Für Carlos Ghosn stehen bei Nissan-Renault die Zeichen auf Exit.

(Bild: Nissan)

Der Autohersteller Nissan-Renault will sich von Renault-Chef Carlos Ghosn trennen. Der 64-Jährige war wegen Falschangaben gegenüber der Börsenaufsicht von den Behörden vernommen worden. Darüber hinaus gibt es Vorwürfe, Ghosn habe Firmenmittel für private Zwecke verwendet. Nissan-CEO Hiroto Saikawa habe dem Verwaltungsrat deshalb empfohlen, Ghosn umgehend zu entlassen, teilte das Unternehmen am Montag mit. Auch Verwaltungsrat Greg Kelly soll von seinen Aufgaben entbunden werden.

Nach dem Hinweis eines Whistleblowers hatte Nissan in den vergangenen Monaten das Geschäftsgebaren von Ghosn und Kelly untersucht.

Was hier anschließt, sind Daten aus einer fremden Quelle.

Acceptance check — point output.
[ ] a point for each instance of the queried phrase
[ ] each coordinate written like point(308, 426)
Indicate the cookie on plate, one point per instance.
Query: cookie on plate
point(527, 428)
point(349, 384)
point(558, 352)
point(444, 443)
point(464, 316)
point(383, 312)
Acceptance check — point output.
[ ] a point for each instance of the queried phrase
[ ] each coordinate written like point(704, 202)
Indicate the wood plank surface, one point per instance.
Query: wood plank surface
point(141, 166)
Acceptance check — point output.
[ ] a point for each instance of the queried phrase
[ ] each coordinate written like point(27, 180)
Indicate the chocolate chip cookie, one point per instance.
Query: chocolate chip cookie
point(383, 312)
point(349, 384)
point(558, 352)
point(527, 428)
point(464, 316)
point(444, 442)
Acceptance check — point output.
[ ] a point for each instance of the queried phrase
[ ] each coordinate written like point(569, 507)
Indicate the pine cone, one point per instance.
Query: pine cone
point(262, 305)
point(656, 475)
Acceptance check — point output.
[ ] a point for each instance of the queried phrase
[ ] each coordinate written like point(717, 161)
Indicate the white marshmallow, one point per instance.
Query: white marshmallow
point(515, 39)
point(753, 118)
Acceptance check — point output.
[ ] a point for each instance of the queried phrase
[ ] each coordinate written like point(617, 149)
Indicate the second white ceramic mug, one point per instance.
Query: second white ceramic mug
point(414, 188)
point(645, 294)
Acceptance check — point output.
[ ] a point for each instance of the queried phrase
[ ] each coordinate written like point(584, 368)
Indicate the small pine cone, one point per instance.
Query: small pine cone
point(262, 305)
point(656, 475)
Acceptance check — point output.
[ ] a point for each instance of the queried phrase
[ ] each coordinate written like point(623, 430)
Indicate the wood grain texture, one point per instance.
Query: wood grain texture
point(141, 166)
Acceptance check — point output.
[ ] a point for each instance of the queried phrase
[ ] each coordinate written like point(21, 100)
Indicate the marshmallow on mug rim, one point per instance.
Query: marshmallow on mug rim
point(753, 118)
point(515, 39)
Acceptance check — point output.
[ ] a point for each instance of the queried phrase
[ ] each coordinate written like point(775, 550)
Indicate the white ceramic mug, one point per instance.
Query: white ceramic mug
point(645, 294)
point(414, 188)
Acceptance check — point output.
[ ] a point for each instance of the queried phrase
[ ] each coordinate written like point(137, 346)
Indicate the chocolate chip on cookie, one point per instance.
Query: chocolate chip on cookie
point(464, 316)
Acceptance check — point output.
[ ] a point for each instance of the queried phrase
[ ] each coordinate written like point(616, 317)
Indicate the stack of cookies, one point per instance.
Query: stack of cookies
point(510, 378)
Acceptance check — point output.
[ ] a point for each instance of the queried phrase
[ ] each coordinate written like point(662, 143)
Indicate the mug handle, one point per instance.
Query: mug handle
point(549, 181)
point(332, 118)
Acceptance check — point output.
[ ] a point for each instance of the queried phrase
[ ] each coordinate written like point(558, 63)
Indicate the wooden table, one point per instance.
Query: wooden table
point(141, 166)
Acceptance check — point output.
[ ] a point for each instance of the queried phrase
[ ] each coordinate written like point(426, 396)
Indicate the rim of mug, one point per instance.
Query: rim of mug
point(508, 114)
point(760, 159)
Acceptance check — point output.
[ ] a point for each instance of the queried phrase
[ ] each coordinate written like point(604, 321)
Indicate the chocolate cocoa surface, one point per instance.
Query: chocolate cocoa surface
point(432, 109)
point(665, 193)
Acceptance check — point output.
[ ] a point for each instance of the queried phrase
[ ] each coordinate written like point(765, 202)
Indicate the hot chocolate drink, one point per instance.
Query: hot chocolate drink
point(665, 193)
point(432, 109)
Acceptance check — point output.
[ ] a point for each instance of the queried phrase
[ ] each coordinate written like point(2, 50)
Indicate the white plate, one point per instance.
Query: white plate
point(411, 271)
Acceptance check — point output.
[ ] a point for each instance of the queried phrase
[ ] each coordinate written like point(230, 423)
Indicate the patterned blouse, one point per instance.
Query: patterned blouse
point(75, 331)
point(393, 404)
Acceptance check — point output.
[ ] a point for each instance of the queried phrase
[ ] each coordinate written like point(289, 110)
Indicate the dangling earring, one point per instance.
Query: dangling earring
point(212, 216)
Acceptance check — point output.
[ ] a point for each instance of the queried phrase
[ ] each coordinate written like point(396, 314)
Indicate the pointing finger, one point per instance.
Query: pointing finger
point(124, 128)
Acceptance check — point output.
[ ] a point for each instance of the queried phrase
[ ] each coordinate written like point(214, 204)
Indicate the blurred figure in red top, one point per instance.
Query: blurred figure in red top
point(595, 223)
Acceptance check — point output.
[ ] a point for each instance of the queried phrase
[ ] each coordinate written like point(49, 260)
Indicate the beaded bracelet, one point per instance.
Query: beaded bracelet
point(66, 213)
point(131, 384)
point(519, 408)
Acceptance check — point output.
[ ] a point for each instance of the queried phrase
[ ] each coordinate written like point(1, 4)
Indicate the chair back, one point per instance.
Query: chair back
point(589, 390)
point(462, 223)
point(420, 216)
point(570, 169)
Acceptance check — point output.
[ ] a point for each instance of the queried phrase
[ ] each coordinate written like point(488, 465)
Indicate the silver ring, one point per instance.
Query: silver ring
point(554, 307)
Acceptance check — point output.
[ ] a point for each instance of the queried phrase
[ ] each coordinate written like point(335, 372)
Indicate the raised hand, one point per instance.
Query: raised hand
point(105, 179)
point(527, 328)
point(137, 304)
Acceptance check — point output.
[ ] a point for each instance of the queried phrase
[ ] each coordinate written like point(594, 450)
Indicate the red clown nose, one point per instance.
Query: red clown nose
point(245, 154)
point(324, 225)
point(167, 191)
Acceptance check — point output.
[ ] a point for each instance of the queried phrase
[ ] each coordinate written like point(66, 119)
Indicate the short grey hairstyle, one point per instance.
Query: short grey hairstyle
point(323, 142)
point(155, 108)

Die Ermittlungen hätten ergeben, dass Ghosn und Kelly “viele Jahre lang” gegenüber der Tokioter Börse falsche Angaben zu den Bezügen des Renault-CEO gemacht haben, heißt es in der Mitteilung weiter. Wie die japanische Nachrichtenagentur Kyodo meldet, soll er über fünf Jahre insgesamt 5 Milliarden Yen (rund 40 Millionen Euro) zu wenig angegeben haben.

Wegen der Vorwürfe der falschen Angaben gegenüber der Tokioter Börse war Ghosn laut japanischen Medienberichten zuvor festgenommen und verhört worden. Darüber hinaus hat die interne Untersuchung offenbar “zahlreiche weitere Fälle von Fehlverhalten” von Ghosn ergeben, darunter “persönliche Nutzung von Unternehmenseigentum”. Auch darin soll Kelly tief verwickelt sein. Die japanischen Strafverfolgungsbehörden seien von Nissan unterrichtet worden, das Unternehmen kooperiere in vollem Umfang.

Ghosn ist bei den Japanern Verwaltungsratschef und bei Renault gleichzeitig Vorstandschef. Außerdem führt er die gemeinsame Allianz der beiden Autobauer. Ghosns Vertrag als Renault-Chef war erst im Februar um vier Jahre verlängert worden. Mit der Vertragsverlängerung akzeptierte Ghosn, dass sein Gehalt um 30 Prozent gekürzt wird.Die Höhe von Ghosns Gehalt hatte in der Vergangenheit für Auseinandersetzungen mit dem französischen Staat gesorgt. Der heutige Präsident Emmanuel Macron hatte den Autobauer im Jahr 2016 in seiner damaligen Funktion als Wirtschaftsminister bei diesem Thema unter Druck gesetzt, woraufhin Ghosn Zugeständnisse machte. (vbr)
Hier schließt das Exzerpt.